丘の上の本屋さんのワンワンワン111のレビュー・感想・評価

丘の上の本屋さん(2021年製作の映画)
4.7
犬とボール遊びするように、本屋の店主と少年が本遊びを繰り返す。

本屋の店主が選んだ本を少年に貸し、少年が本を読み終えたら本屋に帰ってきて本の感想を伝える。そして、本屋の店主が感想を聞いて、さらに本の考察を深める問いをする。少年にちょっと難易度が高まる本を貸す。これを繰り返す日々。

大人の役割はこういう単純明快なことなのだろう。図書館にも書店にもネット上にもたくさんの書物があるけど、ただ本がそこに存在するだけ。学校の国語の授業で名作に触れても試験のための読み物になっている。少なくとも私はそうだったことを思いだした。学生時代の感性が鋭い貴重な時間を無駄にしてしまった。

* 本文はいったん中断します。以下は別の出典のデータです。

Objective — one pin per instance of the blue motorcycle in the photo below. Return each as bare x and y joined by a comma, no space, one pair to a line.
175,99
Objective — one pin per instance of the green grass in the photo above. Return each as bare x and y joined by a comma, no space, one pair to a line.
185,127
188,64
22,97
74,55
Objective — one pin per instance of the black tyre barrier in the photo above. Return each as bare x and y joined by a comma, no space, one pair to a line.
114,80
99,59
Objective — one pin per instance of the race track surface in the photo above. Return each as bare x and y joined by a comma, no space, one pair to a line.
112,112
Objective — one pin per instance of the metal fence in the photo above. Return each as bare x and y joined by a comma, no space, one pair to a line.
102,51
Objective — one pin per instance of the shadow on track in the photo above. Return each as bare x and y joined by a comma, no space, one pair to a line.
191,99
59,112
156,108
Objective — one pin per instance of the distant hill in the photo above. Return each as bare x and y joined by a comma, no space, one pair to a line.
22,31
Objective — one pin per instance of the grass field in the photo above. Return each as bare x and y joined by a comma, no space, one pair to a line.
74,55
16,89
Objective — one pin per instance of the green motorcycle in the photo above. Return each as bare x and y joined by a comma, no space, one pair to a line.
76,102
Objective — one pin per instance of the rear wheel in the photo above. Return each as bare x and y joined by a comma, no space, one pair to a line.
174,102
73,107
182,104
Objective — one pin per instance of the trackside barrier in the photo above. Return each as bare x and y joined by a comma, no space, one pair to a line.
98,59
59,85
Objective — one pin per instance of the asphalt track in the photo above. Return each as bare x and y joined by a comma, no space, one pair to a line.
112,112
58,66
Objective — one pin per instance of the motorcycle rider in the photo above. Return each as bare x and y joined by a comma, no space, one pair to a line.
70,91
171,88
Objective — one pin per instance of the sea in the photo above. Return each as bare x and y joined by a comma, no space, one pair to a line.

私が気づいていないだけで、本の素晴らしさを教えようとしてくれた人がいたかもしれないな。ただ私が名作を与えられても、読まないどころか、帰ってもこないという馬鹿野郎だった。学生時代に名作の素晴らしさに気づける人が羨ましい。

もう一度、学生時代に戻れるなら文芸部に入部したい。